In Afghanistan 59 journalists have been killed while 1400 journalists have been subject of assault since 2009. As Taliban and ISIS openly target journalists and routinely raid media offices, journalists work under “extremely difficult” circumstances that prevent them from carrying out their work.
Many are escaping the current situation and seeking refuge in the EU or hunting job opportunities the Gulf States. However, some are returning back to carry on their work as they found themselves jobless refugees in the countries they fled to.
Amidst the ongoing cycle of threats, Afghan Journalists Safety Committee (AJSC) is trying to find solutions to support journalists through creating local and international networks to advocate the protection of media workers.
Najib Sharifi, the head of AJSC, in a side event on Safeguarding media in Afghanistan said that working under Taliban, ISIS, organized crime and the government makes it difficult for media workers to do their job in Afghanistan. He stressed that this should not hold them back: “Any non-governmental organization has to work relentlessly in order for its voice to be heard”.
Having no previous experience doing security work, AJSC struggled for three years to establish a networking structure on the local level. Networks were created through first identifying stakeholders, signing memorandums of understanding or contracts with the identified partners and allowing a space of trust to build between them.
Recently, the AJSC had the government sign the access to information law and safety of media outlets to work freely. “We consider this a great achievement,” Sharifi says.
Networking is the key in fostering supporting journalists
AJSC structure works on two levels: supporting journalists kidnapped by Taliban, ISIS, or mafia groups and supporting journalists arrested by the Government through various tactics that help them react according to the different situations.

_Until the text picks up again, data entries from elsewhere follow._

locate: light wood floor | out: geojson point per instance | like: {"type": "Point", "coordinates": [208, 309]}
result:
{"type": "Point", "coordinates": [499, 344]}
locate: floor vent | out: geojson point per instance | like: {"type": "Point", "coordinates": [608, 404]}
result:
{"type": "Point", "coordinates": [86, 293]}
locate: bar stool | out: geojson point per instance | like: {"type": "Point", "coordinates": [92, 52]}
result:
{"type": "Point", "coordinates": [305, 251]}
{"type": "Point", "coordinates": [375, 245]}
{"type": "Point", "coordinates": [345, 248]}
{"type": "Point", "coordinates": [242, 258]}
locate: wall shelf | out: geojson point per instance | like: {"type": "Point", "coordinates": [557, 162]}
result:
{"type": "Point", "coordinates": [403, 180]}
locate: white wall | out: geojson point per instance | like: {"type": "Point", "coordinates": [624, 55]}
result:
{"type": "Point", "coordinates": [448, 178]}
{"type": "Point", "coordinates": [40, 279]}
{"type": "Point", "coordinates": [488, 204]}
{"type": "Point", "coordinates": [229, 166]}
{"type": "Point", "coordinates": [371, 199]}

AJSC is represented in eight provinces through representatives who work as focal points. According to Sharifi, these representatives know their own communities very well and understand the dynamics needed to make advocacy a success.
They do some advocacy activities, collect data for cases and record them in order to solve them. This work is done through their connections of local people and dignitaries who have their say in their respective communities, in order to affect the decision making to save a journalist kidnapped by Taliban or the mafia.
When cases are beyond the representatives’ capacities, the AJSC headquarters located in Kabul interfere. They make the government and intelligence forces take part in solving the problem through a pressure group of local organizations’ networks. Working with a government that “does not like journalists” is very difficult, Sharifi notes. “We have to find ways to work with the government as lots of assistance comes from its side in big cities when trying to release kidnaped journalists by Taliban.”
When the government arrests a journalist, AJSC works on the local and international levels to advocate the case. They partner with International organizations such as International Media Support (IMS) among others to practice some pressure over the government. They issue condemnation statements to release the arrested media workers. Sharifi added: “This work needs continuous follow up. Otherwise the government does not react immediately and will think that no one is following up the case.”
On the contrary, when Taliban or the mafia kidnap a media worker, the AJSC does not release any statements. This might make these groups increase the amount of ransom needed. Instead, AJSC uses “non-conventional methods” to deal with each case under such “non-conventional circumstances” as Sharifi explained.
Key success achieved by AJSC
The AJSC works on providing local and psychosocial support to journalist and media organizations, as well as supporting media female workers. 70 percent of media workers are traumatized and thus they need counseling.
The traditions in Afghanistan limits women from working in general and working in media in particular. AJSC has helped so far in supporting one lady to work as a TV presenter who works exclusively on women’s journalism. It also has a female coordinator in Kabul and two others in another two big cities. They highlight female journalists’ cases.
Moreover, AJSC does not see safety as an abstract issue. Rather, they consider it broadly as ethics of journalism. “When a journalist violates the laws, we do nothing,” Sharifi says. “Journalists must be aware about the governing laws and abide by them properly”.